Welcome to the Foodborne Disease website. The sources of pathogens responsible for causing foodborne illnesses are pervasive. Food and its derivatives will invariably harbor a small concentration of pathogenic agents. When existing in minor proportions, these detrimental microorganisms do not give rise to any concerns. However, upon surpassing a particular threshold of contamination, they hold the capability to initiate sickness and potentially lead to fatal outcomes..

Friday, October 02, 2020

Discovery Of Campylobacter

The first description of Campylobacter is believed to have been made in 1886 by Theodore Escherich. He observed and described a non-culturable spiral shaped bacterium, which he found in the colon of children with an enteric disease called “cholera infantum”, he then recognized this bacterial as fast emerging pathogens.

Campylobacter was identified for the first time on February 2, 1906 when two British veterinarians, John McFadyean and Stewart Stockman reported the presence of “large numbers of a peculiar organisms” in Loeffler’s blue-stained smears of uterine mucus of a pregnant ewe.

Campylobacter jejuni is a leading cause of enteritis and enterocolitis, worldwide.

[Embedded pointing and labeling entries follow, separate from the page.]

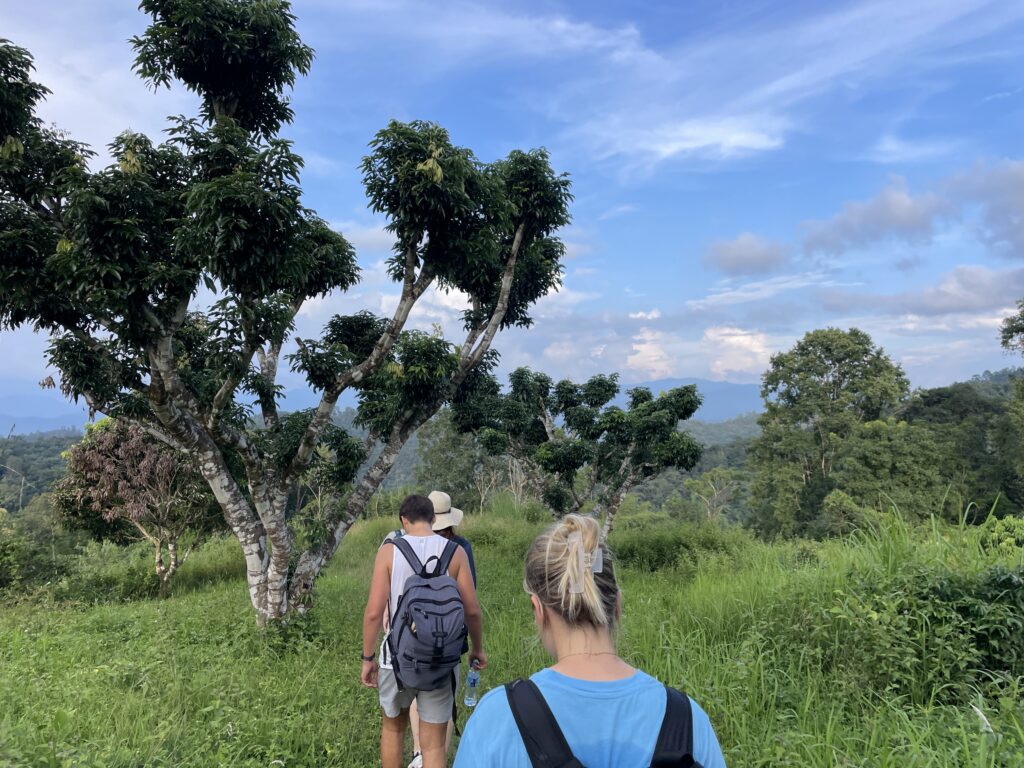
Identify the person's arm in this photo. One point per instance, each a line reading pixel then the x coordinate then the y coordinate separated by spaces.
pixel 373 616
pixel 474 616
pixel 472 563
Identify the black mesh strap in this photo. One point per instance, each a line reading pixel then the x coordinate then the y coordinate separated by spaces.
pixel 675 740
pixel 544 740
pixel 409 554
pixel 445 559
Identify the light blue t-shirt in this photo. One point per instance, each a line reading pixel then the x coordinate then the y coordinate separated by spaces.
pixel 607 724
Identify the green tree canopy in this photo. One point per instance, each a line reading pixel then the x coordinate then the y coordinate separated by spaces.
pixel 582 449
pixel 816 395
pixel 111 261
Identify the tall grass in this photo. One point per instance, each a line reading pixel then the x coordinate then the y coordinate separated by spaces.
pixel 762 635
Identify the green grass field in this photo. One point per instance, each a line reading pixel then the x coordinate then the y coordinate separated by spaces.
pixel 850 653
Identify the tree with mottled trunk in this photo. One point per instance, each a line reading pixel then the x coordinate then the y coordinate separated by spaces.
pixel 589 453
pixel 110 262
pixel 124 484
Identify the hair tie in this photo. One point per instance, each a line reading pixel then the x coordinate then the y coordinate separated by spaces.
pixel 592 561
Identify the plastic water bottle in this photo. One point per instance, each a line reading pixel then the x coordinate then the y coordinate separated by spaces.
pixel 472 686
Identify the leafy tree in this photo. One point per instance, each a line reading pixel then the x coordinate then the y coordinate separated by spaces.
pixel 457 463
pixel 890 463
pixel 11 552
pixel 816 394
pixel 582 449
pixel 978 438
pixel 716 489
pixel 110 262
pixel 124 483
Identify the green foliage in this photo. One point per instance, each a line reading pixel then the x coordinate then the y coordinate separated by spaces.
pixel 816 397
pixel 11 552
pixel 109 261
pixel 654 543
pixel 976 428
pixel 458 464
pixel 31 465
pixel 239 56
pixel 887 463
pixel 776 643
pixel 583 450
pixel 1005 535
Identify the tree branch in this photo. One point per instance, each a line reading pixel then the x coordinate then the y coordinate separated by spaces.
pixel 413 289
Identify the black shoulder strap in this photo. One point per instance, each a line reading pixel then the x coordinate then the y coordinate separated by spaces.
pixel 410 555
pixel 675 740
pixel 544 740
pixel 445 559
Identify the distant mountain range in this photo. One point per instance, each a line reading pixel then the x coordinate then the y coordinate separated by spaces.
pixel 722 399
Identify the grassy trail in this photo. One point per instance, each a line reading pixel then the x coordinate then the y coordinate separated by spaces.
pixel 189 682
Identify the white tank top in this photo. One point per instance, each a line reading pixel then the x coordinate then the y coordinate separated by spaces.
pixel 425 547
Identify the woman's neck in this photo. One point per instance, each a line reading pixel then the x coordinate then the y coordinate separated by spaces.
pixel 588 654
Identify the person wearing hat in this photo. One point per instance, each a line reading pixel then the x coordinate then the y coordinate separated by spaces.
pixel 446 519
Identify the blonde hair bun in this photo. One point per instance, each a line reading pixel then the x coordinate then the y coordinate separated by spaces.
pixel 569 570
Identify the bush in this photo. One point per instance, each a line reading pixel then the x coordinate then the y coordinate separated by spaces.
pixel 1006 535
pixel 927 633
pixel 664 545
pixel 103 571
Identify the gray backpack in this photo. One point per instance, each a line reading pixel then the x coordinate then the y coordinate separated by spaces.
pixel 428 626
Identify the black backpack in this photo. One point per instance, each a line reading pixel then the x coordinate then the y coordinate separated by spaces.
pixel 547 747
pixel 428 626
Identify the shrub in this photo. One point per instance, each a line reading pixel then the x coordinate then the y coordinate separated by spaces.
pixel 103 571
pixel 1005 535
pixel 927 633
pixel 663 545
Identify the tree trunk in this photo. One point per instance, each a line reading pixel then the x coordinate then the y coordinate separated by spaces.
pixel 158 556
pixel 311 561
pixel 612 507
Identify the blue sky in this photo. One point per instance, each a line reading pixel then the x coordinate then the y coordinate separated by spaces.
pixel 743 171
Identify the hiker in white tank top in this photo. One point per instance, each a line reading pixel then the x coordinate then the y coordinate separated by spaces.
pixel 425 547
pixel 390 571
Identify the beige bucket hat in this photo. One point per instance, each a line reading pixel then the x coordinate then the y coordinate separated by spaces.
pixel 445 516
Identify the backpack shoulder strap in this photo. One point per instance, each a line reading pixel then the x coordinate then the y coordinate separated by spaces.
pixel 544 740
pixel 675 740
pixel 445 559
pixel 407 551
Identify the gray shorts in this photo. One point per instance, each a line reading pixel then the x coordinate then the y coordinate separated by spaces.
pixel 433 706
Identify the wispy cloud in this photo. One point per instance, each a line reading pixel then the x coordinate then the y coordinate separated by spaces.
pixel 748 254
pixel 892 150
pixel 762 290
pixel 892 213
pixel 615 212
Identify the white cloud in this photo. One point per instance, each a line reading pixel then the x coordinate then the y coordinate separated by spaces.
pixel 615 212
pixel 559 302
pixel 649 358
pixel 747 254
pixel 761 290
pixel 736 352
pixel 892 213
pixel 967 289
pixel 893 150
pixel 652 314
pixel 82 55
pixel 998 189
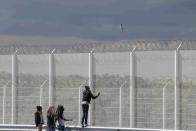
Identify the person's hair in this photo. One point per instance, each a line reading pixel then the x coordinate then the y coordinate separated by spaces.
pixel 59 111
pixel 87 87
pixel 51 111
pixel 39 108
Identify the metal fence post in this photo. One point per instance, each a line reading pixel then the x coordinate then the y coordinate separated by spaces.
pixel 120 104
pixel 79 102
pixel 14 86
pixel 51 78
pixel 41 92
pixel 91 74
pixel 4 102
pixel 132 87
pixel 163 105
pixel 177 89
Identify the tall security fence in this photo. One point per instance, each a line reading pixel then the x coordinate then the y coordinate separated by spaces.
pixel 139 89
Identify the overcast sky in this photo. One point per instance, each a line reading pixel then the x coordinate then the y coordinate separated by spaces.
pixel 99 19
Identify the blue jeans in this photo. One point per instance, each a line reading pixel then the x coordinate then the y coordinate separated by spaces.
pixel 50 127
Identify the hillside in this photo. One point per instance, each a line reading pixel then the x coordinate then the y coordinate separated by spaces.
pixel 43 45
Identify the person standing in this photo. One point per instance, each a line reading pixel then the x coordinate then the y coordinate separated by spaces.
pixel 39 121
pixel 86 99
pixel 61 118
pixel 51 119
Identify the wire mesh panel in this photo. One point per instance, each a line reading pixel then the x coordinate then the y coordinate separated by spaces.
pixel 33 71
pixel 111 70
pixel 154 70
pixel 71 73
pixel 188 90
pixel 5 82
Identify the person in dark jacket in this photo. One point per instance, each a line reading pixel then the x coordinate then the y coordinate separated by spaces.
pixel 86 99
pixel 61 118
pixel 39 121
pixel 51 119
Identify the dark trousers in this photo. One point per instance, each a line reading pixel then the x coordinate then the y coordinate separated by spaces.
pixel 85 108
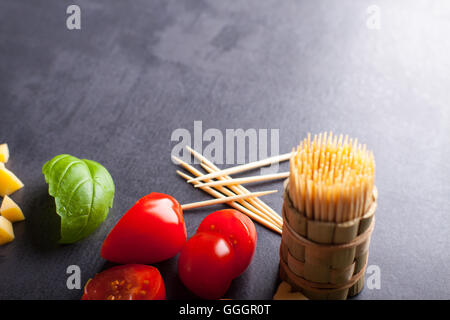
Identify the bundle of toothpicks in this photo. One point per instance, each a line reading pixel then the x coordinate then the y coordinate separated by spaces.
pixel 328 213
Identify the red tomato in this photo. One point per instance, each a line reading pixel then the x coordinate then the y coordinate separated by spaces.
pixel 128 282
pixel 153 230
pixel 239 230
pixel 205 265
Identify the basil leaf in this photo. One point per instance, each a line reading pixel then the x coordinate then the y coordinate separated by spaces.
pixel 83 192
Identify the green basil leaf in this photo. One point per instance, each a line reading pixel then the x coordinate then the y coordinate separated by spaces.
pixel 83 192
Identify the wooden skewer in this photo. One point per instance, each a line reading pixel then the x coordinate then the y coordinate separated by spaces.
pixel 244 167
pixel 225 200
pixel 248 203
pixel 238 181
pixel 256 202
pixel 236 205
pixel 245 203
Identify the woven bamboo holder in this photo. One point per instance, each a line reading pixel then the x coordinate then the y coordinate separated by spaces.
pixel 325 260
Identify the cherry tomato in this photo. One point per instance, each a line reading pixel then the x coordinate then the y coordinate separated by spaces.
pixel 239 230
pixel 153 230
pixel 205 265
pixel 127 282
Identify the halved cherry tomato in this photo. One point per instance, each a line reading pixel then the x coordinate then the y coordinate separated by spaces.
pixel 153 230
pixel 239 230
pixel 205 265
pixel 127 282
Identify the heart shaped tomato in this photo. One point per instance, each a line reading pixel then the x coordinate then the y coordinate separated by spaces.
pixel 238 229
pixel 153 230
pixel 205 265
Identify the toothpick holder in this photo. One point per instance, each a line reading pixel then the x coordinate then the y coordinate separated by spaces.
pixel 325 260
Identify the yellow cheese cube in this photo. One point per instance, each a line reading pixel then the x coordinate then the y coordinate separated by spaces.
pixel 4 153
pixel 6 231
pixel 10 210
pixel 9 183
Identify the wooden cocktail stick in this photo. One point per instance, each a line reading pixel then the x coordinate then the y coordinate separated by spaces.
pixel 248 203
pixel 236 205
pixel 245 180
pixel 256 202
pixel 244 167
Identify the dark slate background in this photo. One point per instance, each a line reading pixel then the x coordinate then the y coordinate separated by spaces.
pixel 116 90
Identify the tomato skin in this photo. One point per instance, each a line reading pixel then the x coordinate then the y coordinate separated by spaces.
pixel 240 231
pixel 205 265
pixel 127 282
pixel 153 230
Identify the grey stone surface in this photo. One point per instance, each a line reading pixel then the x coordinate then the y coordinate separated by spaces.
pixel 115 90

Although Theodor Escherich himself provided drawings of campylobacters back in the 1880s, Campylobacter jejuni was not identified until the 1950s.

The genus Campylobacter was first proposed in 1963 by Sebald and VĂ©ron, distinguishing them from the “true” Vibrio spp. After that, the study of Butzler raised the interest in Campylobacter by noting their high incidence in human diarrhea.